Flow cytometry and immunohistochemistry. Complete blood cell counts were assessed by the California National Primate Research Center clinical laboratory staff. For examination of CFSE dye-labeled populations by four-color flow cytometry, three-color staining panels were prepared utilizing antibodies conjugated to phycoerythrin (PE), peridinin chlorophyll protein (PerCP), or allophycocyanin (APC): CD3 (clone SP34-2-PerCP), CD4 (clone MT477-PE or MT477-APC) and CD8 (clone SK1-PE or SK1-APC) (Becton Dickinson, San Jose, CA), CCR9 (clone 112509-PE), CXCR3 (clone 49801-PE) (R&D Systems, Minneapolis, MN), and human CCL19-Tetramer-PE (34). The staining procedure was conducted with phosphate-buffered saline supplemented with 3 to 5% fetal calf serum for 30 min on ice with previously frozen tissue cell suspensions (unless otherwise noted). Sample data were acquired on a FACSCalibur instrument (Becton Dickinson, San Jose, CA), and from 0.5 x 106 to 1.25 x 106 events were collected in the lymphocyte gate based on forward and side scatter parameters. Data files were analyzed utilizing FlowJo software (TreeStar, Inc., Ashland, OR).
For immunohistochemistry and immunofluorescence approaches, formalin-fixed tissues were embedded in paraffin, and 6-µm sections were prepared. For immunohistochemical staining, CFSE+ cells were labeled with a rabbit polyclonal antibody directed against fluorescein (Molecular Probes, Oregon) and a biotinylated goat anti-rabbit immunoglobulin G (IgG) secondary antibody (Vector Laboratories, Bulingame, CA). Cells were then visualized with a standard Vectastain ABC-Alkaline Phosphatase kit (Vector Laboratories, Burlingame, CA) using final substrate 5-bromo-4-chloro-3-indoyl phosphate-nitroblue tetrazolium (BCIP/NBT) and tissue sections counterstained with methyl green (Vector Laboratories, Burlingame, CA). For immunofluorescence experiments, CFSE was detected indirectly.

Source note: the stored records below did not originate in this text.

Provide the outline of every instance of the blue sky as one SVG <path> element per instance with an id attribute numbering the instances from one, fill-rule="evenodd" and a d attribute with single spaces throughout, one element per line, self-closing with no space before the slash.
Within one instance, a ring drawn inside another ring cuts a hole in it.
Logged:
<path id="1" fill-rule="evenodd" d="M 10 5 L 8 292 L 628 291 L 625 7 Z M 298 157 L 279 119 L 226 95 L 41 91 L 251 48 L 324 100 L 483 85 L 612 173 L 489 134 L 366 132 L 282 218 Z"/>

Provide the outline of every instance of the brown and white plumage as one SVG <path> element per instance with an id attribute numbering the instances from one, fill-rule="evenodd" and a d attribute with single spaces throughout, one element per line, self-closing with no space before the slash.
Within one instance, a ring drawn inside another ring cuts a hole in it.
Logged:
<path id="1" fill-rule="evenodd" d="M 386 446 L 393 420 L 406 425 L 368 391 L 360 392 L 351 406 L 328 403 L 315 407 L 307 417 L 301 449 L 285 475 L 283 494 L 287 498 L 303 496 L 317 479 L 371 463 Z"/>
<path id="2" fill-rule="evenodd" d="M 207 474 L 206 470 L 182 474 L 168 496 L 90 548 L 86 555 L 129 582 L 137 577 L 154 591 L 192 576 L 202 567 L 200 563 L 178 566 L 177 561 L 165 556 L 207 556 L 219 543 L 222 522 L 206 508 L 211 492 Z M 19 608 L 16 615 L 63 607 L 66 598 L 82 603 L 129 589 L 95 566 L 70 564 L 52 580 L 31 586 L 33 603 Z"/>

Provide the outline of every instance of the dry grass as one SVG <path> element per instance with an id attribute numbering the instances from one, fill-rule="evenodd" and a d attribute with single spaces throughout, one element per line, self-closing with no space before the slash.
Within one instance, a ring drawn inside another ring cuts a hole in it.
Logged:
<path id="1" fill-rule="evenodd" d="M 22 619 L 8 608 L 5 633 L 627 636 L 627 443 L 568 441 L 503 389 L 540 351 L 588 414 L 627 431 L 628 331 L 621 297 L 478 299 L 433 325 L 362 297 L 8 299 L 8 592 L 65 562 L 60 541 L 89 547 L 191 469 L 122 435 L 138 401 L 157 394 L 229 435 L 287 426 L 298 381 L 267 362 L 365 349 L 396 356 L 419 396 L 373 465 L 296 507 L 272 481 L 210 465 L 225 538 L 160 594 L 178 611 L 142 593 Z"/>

The rationale for indirect CFSE detection was threefold. (i) Carboxyfluorescein undergoes rapid photobleaching under illumination, and other dyes are more photostable (such as Alexa dyes). (ii) Potential light sensitivity of specimens can be ignored and samples can be preserved over the long term without signal loss, as antibody recognition only requires chemical stability. (iii) Signal-to-noise ratios can be improved by dye selection and/or signal amplification when autofluorescence in tissues is high (such as in the small intestine). Accordingly, tissue sections were incubated overnight with anti-fluorescein and either mouse anti-human CD20 (clone L26) (Dako, Carpinteria, CA) or rat anti-CD3 (clone NCL-CD3-12) (Novocastra, Newcastle, United Kingdom) antibodies. For secondary detection, tissue sections were subsequently labeled with Alexa 488-conjugated donkey anti-rabbit IgG antibodies for CFSE and Alexa 568-conjugated highly cross-adsorbed goat anti-mouse IgG (for CD20+ B lymphocyte detection) or Alexa 568-conjugated anti-rat (for detection of CD3+ T lymphocytes) secondary antibodies (Molecular Probes, Eugene, OR). For nuclear staining, 4',6'-diamidino-2'-phenylindole dihydrocholoride (DAPI) (Molecular Probes, Eugene, OR) was used.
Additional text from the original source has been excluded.